Yet Another Post About Encounter Tables

Yet Another Post About Encounter Tables

dice and paperSince I started the World of WeirthTM playtest campaign I’ve been working on updated and enhancing existing modules and tuning my own homebrew adventures into the Swords & Sorcery feel. I’ve done a lot of reading on creating atmosphere and researched other blogs for optimizing descriptions and creating encounter tables with a theme.

I have gone and created a custom Encounter Table Template for the campaign, based on the excellent article at Papers and Pencils, Structuring Encounter Tables. It is a long article and difficult to excerpt, so I will encourage you to read the whole thing.

Then I stumbled across an inspirational post at I Cast Light, on the same subject, how Kitchen Sink Encounter Tables don’t add to the aesthetic of the setting, based on yet another post via Delta’s DnD. (I know, this is Rabbit-hole territory, but it’ll get there, I promise).

Yes, yes, keep going…another post about using the other five results on the encounter die roll, to get a “something” result every turn. I did something like this on my Overland Travel tables, but this idea streamlines it:

the “overloaded encounter die” mechanic described by Necropraxis.

When the party moves into a new area or spends time on an exploration activity, roll the encounter die and interpret the results as follows.

  1. Encounter

  2. Percept (clue, spoor)

  3. Locality (context-dependent timer)

  4. Exhaustion (rest or take penalties)

  5. Lantern

  6. Torch

Here we go! My first thought was that each result on the d6 above would lead to a sub-table, detailing what happens with each concept. this is where the Thematic Encounter Table comes in.
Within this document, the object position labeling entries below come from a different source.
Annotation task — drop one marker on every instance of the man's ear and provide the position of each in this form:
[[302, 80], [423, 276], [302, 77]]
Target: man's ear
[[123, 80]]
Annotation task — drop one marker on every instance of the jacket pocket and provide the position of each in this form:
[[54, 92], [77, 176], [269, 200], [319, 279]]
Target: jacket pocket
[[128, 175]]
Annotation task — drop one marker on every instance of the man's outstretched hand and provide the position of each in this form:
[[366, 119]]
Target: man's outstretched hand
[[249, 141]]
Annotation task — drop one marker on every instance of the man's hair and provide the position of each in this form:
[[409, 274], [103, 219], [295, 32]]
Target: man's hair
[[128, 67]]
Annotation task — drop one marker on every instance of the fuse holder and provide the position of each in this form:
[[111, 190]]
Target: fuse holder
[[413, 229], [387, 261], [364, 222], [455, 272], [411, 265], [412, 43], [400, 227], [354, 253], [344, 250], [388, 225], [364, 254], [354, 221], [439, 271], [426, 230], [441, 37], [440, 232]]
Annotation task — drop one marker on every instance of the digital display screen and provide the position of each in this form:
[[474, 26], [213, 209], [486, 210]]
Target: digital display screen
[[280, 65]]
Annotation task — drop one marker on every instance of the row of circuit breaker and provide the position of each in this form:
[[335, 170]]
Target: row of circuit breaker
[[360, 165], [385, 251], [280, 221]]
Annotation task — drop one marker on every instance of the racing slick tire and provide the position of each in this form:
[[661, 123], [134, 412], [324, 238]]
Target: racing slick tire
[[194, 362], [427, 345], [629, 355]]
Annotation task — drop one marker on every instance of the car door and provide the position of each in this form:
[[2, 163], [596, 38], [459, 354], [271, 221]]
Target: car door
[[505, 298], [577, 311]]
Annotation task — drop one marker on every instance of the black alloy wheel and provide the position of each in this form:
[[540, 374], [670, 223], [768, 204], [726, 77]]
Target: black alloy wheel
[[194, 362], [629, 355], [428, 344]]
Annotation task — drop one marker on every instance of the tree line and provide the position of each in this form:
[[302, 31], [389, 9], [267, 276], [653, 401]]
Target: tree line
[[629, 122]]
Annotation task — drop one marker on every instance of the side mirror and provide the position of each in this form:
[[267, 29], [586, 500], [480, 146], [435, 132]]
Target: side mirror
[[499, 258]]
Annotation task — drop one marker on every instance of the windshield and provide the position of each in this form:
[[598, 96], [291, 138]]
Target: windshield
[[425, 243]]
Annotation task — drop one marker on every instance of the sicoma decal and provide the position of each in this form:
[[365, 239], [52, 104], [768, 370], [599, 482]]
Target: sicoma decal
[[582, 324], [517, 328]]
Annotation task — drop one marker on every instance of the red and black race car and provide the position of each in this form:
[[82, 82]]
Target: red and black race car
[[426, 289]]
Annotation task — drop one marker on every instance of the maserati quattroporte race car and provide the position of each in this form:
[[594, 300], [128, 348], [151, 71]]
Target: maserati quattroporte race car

For the World of Weirth TM, the Thematic Encounter Table Template looks like this:

2d6 Roll Encounter Type
2 A “Dragon” – an “atmospheric/aesthetic” monster
3 Dangerous normal animal
4 Manifestation feature/creature for the level
5 Immature/Larval “Dragon” foreshadowing
6 2d6 Faction Members – Primary – Match Purpose
7 Recurring Character or Character Type
8 2d6 Faction Members – Secondary – Cross-purposes
9 “Social” monster or NPC encounter
10 Evidence of spell failure or magical detritus
11 Item/Creature with “out-of-the-ordinary” feature
12 Magic-User with unusual specialty or purpose (plus a well-armed bodyguard of 2-12 hirelings)

Therefore, we can construct the various sub-tables needed for results of 1 – 3 on this ‘Overloaded Encounter Die‘ roll with the various thematic elements for each dungeon level, Faction zone or wilderness area.

For example, on a roll of 2 the PCs discover a clue or leaving of one of the creatures on the actual encounter table. This can be a useful tool for foreshadowing and building tension.

A result of 3, for Locality, is the one that can be really exciting and thematic. Warren D writes in Dungeon Weather:


…what are the typical environmental changes I would want in a dungeon and what are typical dungeon PC actions complicated by this change (or helping; after all some days are sunny). It also reinforces the idea of the mythic underworld; the dungeon as a being unto itself. Here is my list:


1 | SLAM! All doors slam shut; 3-in-6 if staked; all doors now a flat 1-in-6 to open
2 | FOG: A gray fog rises from the floor, ankle to knee height, obscuring the ground; -1 to detect traps
3 | SLIME BLOOMS: Green slime oozes from the ceiling on all hallways leading from the current room
4 | DUNGEON RIME: Armor ages unnaturally; -1 AC to non-magical armor & shields
5 | DARKNESS EXPANDS: All light operates at 1/2 strength
6 | SHADOW of DEATH: -1 to all Save rolls
7 | SPONTANEOUS GENERATION: Each PC roll d10; 5+ rations are spoiled by maggots
8 | ALTERED PERCEPTION: Secret doors +1 to locate
9 | EUPHORIC SPOOR RELEASE: +1 to all rxn encounter checks; divination/illusion spells enhanced
0 | TOO STILL: Dungeon weather effect ends

Of course, if your dungeon has a strong theme, I think it better to tailor the above list to fit the aesthetics.

This sub-table is ripe with possibilities for enhancing the theme or aesthetic of the area being explored. If you tailor these effects to match the concept of the Boss of each level, if only in a descriptive way without any mechanical effects, and you can have your PCs jumping at shadows in no time.